Despite its soundness, this solution still has its limitations. For instance, it remains vulnerable to gaming by generating exceedingly short translations. Consider the following two translations, both having the same weighted precision, yet the first one is evidently superior:

Machine Translation 1:: the cat is on the mat
Machine Translation 2:: the cat
Human Translation: the cat is on the mat

7. Brevity Penalty

To address the issue of generating excessively short sentences to achieve high scores, the concept of a brevity penalty is introduced. The rationale behind the brevity penalty is to penalize machine translations that are shorter than their human counterparts. This penalty is applied by multiplying a factor to the weighted precision.
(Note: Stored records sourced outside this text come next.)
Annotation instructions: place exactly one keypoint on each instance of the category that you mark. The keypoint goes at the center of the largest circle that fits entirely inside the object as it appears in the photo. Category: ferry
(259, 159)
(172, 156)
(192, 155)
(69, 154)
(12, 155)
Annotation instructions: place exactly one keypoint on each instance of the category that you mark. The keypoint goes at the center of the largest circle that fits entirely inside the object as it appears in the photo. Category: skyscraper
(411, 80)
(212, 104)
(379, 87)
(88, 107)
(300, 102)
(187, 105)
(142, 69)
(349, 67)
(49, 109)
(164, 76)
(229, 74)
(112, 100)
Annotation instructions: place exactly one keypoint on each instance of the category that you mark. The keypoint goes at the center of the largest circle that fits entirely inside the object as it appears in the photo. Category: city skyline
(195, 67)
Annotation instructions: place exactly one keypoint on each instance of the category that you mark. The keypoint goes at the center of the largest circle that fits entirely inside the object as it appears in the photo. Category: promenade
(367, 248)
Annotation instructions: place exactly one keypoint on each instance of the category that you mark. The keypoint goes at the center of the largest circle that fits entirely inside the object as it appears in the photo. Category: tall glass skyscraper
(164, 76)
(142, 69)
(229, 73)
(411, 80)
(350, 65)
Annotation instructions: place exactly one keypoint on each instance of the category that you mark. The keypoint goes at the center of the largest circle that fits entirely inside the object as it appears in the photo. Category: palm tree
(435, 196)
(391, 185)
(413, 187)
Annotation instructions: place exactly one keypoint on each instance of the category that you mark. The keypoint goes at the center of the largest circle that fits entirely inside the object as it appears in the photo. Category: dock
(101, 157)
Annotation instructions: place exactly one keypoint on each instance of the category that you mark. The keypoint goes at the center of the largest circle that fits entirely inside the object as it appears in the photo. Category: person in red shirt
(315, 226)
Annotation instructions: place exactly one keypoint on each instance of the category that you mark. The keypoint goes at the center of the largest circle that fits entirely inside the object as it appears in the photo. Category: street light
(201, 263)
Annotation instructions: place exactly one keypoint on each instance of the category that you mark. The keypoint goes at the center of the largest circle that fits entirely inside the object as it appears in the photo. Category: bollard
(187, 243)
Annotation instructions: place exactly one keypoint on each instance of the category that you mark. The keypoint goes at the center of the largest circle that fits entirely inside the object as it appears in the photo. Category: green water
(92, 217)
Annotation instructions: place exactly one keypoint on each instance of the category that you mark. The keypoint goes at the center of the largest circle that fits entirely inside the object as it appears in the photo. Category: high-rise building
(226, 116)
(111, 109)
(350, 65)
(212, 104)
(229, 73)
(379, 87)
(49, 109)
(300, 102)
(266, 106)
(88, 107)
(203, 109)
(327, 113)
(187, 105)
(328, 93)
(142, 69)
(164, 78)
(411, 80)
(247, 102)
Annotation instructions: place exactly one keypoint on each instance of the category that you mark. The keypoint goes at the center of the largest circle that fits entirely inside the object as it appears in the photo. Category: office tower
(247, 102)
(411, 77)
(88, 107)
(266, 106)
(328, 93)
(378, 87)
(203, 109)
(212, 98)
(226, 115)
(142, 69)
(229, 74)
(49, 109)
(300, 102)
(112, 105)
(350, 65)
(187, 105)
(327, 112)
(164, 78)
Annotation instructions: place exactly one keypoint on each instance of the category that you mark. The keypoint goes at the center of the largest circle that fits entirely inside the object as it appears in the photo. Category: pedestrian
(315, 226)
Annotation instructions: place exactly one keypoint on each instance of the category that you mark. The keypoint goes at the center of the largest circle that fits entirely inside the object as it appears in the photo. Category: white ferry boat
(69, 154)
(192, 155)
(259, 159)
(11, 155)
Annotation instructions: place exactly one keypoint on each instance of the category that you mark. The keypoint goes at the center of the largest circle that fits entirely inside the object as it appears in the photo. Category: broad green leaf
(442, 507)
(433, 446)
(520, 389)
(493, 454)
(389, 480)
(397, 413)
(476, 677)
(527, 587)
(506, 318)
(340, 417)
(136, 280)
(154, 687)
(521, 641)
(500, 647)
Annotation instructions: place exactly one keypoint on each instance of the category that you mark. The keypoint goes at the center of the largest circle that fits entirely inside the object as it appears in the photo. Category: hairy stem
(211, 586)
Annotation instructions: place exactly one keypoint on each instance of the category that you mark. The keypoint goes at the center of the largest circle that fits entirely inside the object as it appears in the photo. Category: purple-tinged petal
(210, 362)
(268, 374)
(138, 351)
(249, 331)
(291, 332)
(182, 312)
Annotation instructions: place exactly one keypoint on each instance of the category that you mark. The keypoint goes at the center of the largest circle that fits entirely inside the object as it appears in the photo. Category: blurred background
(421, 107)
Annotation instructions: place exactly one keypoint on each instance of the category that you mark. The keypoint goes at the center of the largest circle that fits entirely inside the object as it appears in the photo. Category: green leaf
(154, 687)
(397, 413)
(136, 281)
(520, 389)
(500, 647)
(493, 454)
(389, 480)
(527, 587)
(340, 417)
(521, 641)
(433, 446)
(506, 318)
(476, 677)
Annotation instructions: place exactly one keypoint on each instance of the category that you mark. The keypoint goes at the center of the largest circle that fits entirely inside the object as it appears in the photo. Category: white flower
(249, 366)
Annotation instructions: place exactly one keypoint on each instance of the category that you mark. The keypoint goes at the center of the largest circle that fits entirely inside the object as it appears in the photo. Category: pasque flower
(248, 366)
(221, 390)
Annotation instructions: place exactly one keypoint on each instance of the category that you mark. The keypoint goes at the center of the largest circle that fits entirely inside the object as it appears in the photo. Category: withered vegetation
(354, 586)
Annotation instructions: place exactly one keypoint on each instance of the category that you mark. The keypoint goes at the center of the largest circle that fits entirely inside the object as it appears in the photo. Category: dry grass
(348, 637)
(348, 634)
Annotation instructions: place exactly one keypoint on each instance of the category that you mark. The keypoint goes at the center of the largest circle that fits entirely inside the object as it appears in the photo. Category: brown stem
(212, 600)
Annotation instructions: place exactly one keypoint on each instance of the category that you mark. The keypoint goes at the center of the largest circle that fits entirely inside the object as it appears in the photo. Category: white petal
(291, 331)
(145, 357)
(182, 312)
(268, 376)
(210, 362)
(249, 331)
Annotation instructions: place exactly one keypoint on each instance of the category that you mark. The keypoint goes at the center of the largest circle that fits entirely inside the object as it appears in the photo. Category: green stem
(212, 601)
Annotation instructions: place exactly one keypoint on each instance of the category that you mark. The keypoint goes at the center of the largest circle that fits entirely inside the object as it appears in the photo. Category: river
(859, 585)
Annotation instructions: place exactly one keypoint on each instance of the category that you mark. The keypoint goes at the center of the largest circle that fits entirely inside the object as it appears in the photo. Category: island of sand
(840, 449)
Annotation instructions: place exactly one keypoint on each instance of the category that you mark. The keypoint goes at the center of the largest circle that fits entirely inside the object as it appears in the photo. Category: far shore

Otherwise, the factor remains 1.

In essence, we require a function for the factor that always falls within the range $[0,1]$. It should be always decreasing in the range $ [0, \infty)$. An ideal candidate for such a function is the exponential function, as it always yields positive values and outputs numbers between 0 and 1 for inputs less than 1.

After some variation, the factor is defined as: $exp(1-\frac{Count(S_{ref})}{Count(S_{pred})})$ When the machine translation is shorter than the human translation, $1-\frac{\text{Count}(S_{\text{ref}})}{\text{Count}(S_{\text{pred}})}$ becomes negative, and the exponential function maps it to a value between 0 and 1. As the machine translation shortens, $1-\frac{\text{Count}(S_{\text{ref}})}{\text{Count}(S_{\text{pred}})}$ approaches negative infinity, and the exponential function converges towards 0. Conversely, when the machine translation is longer than the human translation, no penalty should be imposed. Therefore, the factor remains 1. Thus, the brevity penalty is defined as: $$ BP = \begin{cases} 1 & \text{if } Count(S_{pred}) > Count(S_{ref}) \\ \exp(1- \frac{Count(S_{ref})}{Count(S_{pred})}) & \text{if } Count(S_{pred}) \leq Count(S_{ref}) \end{cases}$$ Below is a code snippet for calculating the brevity penalty:

def brevity_penalty(pred: List[str], ref: List[str]) -> float:
        """
        Calculate the brevity penalty of the machine translation
        :param pred: List of words in the machine translation
        :param ref: List of words in the reference translation
        :return: brevity penalty
        """
        pred_len = len(pred)
        refs_len = [len(r) for r in refs]
        ref_len = min(refs_len)
        if pred_len > ref_len:
            return 1
        else:
            return exp(1 - ref_len / pred_len)

8. BLEU Score

Now that we have all the necessary components, we can calculate the BLEU score. The BLEU score is defined as: $$ BLEU = BP \times P$$ where $BP$ represents the brevity penalty and $P$ signifies the weighted precision using the logarithm. Typically, the BLEU score is computed for 1-gram to 4-gram.

9. Conclusion

In this article, we delved into the intuition behind the BLEU score. Beginning with precision, we explored its limitations and then introduced various enhancements such as modified precision, n-gram modified precision, weighted precision, and brevity penalty. While the BLEU score serves as a valuable metric for evaluating machine translation, it's important to acknowledge its imperfections. Hence, it's advisable to complement BLEU with other metrics when assessing machine translation quality.